Tidak, justru disinilah dibutuhkan kontrol yang ketat bagi terpenuhinya hajat publik dari hasil prosedur demokrasi tersebut. Kembali kejujuran dibutuhkan. Demokrasi sangat curiga dengan semua orang. Karena semua orang berpotensi berbuat salah, oleh karena itu setiap pemimpin mesti dikontrol. Tidak ada individu yang membawa watak luhur. Semuanya adalah praksis sosial.

Dalam proses formulasi kebijakan publik, misalnya, sangat mungkin negara hanya mewakili kepentingan tertentu dalam masyarakat. Mengingat negara dipenuhi oleh sekelompok orang yang memiliki perspektif yang sama perihal bagaimana negara dikelola. Mereka mengalami sindrom 'groupthink'. Apa itu groupthink?

Groupthink adalah kecenderungan kelompok untuk memiliki cara berpikir yang seragam. Mereka sangat kompak (cohesive). Diluar kelompok mereka akan dianggap sebagai kelompok penentang yang tidak bernalar. Mereka bisa diabaikan. Groupthink cenderung menggunakan nalar yang sama untuk menilai orang atau kelompok lain. Mereka menjadi tidak kritis, karena cenderung mengabaikan nalar alternatif atas sebuah isu.
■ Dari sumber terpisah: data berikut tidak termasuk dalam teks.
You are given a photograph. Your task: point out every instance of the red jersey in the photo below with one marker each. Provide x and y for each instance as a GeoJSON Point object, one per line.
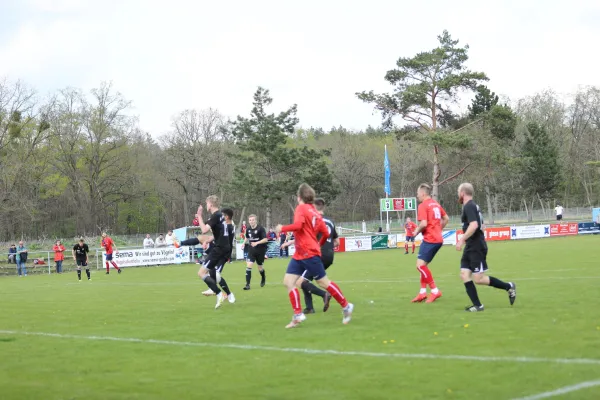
{"type": "Point", "coordinates": [432, 212]}
{"type": "Point", "coordinates": [307, 224]}
{"type": "Point", "coordinates": [107, 244]}
{"type": "Point", "coordinates": [410, 228]}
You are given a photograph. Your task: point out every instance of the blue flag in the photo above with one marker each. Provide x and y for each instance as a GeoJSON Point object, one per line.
{"type": "Point", "coordinates": [386, 167]}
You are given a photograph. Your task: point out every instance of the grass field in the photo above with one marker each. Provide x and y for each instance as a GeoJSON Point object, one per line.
{"type": "Point", "coordinates": [149, 333]}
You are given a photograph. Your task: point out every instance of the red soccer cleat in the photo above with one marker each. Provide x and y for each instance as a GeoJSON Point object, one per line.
{"type": "Point", "coordinates": [420, 297]}
{"type": "Point", "coordinates": [433, 297]}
Kasus Teluk Babi dan perang Vietnam adalah contoh bagaimana rezim di US diisi oleh orang-orang yang memiliki pemikiran anti kritik. Kegagalan dari kedua kasus ini menjadi bahan pelajaran betapa sebuah rezim sangat rentan oleh perspektif yang keliru dalam sebuah proses formulasi kebijakan.

Jika setiap rezim berpotensi keliru pada saat proses formulasi kebijakan bagi publik, maka dibutuhkan keberanian untuk jujur. Rakyat secara jujur mesti mendesakkan kepentingannya. Rakyat sendiri telah memilih untuk tidak hidup dalam teror dan diam. Minyak tanah mahal, biaya transportasi yang menggila, bahan makanan yang harganya tidak kunjung mereda, birokrasi yang lamban dan korup, kesehatan warga yang terabaikan, keamanan yang semakin menjadi barang langka, dll. Semua itu merupakan agenda publik yang mesti didesakkan.

Politisi harus berani untuk jujur mewakili kepentingan warga yang diwakilinya. Demokrasi representasi telah jelas menggambarkan bagaimana pola relasi antara politisi dengan warga yang diwakilinya. Rakyat seolah berkata: "Jangan ada dusta diantara kita".

Inilah politik yang mengedepankan moralitas. Politisi mesti memahami kognisi publik dan penghargaan sepenuh hati. Publik sangatlah rasional. Publik tidaklah bodoh tapi penuh akal sehat. Publik memiliki instrumen untuk memindai mana politisi baik dan mana politisi busuk. Publik bergerak pada level ekspektasi. Politisi yang jauh dari ekspektasi publik akan ditinggalkan. Ekspektasi mereka adalah terjadinya perubahan mendasar dalam hidup mereka.

Dengan demikian, komitmen moral politisi adalah memperjuangkan ekspektasi publik. Karena kejujuran butuh keberanian, dan wujud keberanian adalah memperjuangkannya, diharapkan akan diperoleh kebangkitan menyeluruh taraf hidup rakyat secara memadai dan bermartabat.